Mulyono memaparkan, strategi penanganan ATS dilakukan dalam tiga tahap. Pertama, memastikan anak-anak yang masih bersekolah tidak sampai putus di tengah jalan. Kedua, mencegah faktor risiko yang memicu anak berhenti sekolah, seperti pernikahan dini, penyalahgunaan narkoba, dan persoalan sosial lainnya. Ketiga, memberikan solusi bagi anak yang sudah terlanjur putus sekolah melalui program kesetaraan di Sanggar Kegiatan Belajar (SKB) maupun pelatihan keterampilan.

Baca Juga:   Lapak Pedagang Pasar Induk Tidak Aktif, Siap-Siap “Diputihkan”

“Anak-anak yang sudah putus sekolah kita fasilitasi lewat program kesetaraan paket A, B, dan C, serta pelatihan keterampilan. Harapannya mereka tetap punya ijazah formal dan masa depan yang produktif,” jelasnya.

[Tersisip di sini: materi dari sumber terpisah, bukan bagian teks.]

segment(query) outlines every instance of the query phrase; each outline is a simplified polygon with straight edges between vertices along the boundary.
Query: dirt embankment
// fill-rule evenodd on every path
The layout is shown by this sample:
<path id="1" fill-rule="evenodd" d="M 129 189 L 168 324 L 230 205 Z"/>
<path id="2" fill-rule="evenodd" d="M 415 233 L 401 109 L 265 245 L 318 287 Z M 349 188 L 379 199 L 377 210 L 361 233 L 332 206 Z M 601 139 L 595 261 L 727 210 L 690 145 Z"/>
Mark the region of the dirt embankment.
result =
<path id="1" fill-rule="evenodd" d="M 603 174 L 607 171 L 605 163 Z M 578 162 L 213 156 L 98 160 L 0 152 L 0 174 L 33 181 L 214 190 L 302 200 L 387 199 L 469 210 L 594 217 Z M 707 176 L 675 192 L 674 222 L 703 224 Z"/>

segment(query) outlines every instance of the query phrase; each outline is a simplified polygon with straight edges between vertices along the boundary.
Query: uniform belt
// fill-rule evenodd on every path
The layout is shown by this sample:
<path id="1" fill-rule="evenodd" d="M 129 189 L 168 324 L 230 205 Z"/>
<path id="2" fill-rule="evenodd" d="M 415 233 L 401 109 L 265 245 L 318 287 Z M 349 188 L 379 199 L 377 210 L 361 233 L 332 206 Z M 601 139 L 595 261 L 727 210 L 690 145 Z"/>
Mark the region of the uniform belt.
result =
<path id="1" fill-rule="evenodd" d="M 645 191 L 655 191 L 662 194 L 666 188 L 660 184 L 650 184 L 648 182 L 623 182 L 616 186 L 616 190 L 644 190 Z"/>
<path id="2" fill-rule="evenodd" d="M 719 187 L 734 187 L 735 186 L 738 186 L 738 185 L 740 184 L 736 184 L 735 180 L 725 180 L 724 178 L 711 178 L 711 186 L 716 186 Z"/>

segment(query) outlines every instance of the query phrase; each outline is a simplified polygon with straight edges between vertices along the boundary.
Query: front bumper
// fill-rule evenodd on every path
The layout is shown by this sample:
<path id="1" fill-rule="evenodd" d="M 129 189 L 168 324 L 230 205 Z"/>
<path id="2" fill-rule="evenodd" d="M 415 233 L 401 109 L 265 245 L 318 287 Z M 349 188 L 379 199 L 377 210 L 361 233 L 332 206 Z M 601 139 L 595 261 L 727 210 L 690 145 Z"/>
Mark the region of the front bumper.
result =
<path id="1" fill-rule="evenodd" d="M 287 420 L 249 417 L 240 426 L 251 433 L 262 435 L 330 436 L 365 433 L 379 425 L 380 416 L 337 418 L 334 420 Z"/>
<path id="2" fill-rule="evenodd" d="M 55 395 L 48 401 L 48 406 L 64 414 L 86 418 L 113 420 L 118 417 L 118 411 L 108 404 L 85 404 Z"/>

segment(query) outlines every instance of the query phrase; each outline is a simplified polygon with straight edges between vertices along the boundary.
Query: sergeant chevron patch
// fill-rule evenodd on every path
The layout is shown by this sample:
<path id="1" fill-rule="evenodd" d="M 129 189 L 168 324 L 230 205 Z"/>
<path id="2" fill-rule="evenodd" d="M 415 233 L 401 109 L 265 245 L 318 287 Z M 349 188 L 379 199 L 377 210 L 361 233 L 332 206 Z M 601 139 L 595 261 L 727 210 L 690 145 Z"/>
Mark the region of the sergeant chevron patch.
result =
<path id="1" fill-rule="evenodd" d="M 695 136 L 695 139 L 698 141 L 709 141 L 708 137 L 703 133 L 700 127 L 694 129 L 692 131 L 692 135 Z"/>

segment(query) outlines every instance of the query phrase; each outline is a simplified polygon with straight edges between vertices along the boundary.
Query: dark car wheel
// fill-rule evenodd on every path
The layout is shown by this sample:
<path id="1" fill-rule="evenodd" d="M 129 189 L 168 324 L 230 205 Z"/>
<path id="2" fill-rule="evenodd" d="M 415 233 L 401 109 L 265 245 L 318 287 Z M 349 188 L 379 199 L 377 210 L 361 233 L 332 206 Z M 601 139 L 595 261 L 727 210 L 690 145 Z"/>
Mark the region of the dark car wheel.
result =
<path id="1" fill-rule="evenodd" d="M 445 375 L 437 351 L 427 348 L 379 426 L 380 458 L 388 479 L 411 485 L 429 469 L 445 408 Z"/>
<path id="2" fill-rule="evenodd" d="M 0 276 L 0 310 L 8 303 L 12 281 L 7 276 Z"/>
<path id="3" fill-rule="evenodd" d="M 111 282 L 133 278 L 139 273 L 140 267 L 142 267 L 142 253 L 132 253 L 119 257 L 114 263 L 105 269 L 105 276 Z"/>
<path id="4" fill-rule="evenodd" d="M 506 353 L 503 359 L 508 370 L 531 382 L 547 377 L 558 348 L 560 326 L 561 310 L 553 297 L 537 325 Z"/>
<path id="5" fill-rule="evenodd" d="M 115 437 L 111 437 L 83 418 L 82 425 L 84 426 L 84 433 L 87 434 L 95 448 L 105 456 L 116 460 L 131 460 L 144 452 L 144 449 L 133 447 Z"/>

Selain itu, Disdikbud Kutim juga mendorong pembangunan sekolah baru dan mengoptimalkan sekolah filial di daerah terpencil. Dengan syarat tersedia lahan dan minimal 60 siswa, sekolah filial dapat ditingkatkan statusnya menjadi sekolah definitif.

Menurut Mulyono, program percepatan ini dikemas dalam proyek perubahan CPSEG (Strategi Anti Anak Tidak Sekolah). Program tersebut diharapkan bisa menjadi model yang direplikasi oleh kabupaten/kota lain di Kaltim.

“Yang lebih menarik, dari sepuluh kabupaten/kota di Kaltim, hanya Kutim yang berhasil menurunkan angka ATS. Ini bukti nyata bahwa kita sudah berbuat, dan Insya Allah akan terus kita maksimalkan demi masa depan anak-anak Kutim,” tegas Mulyono.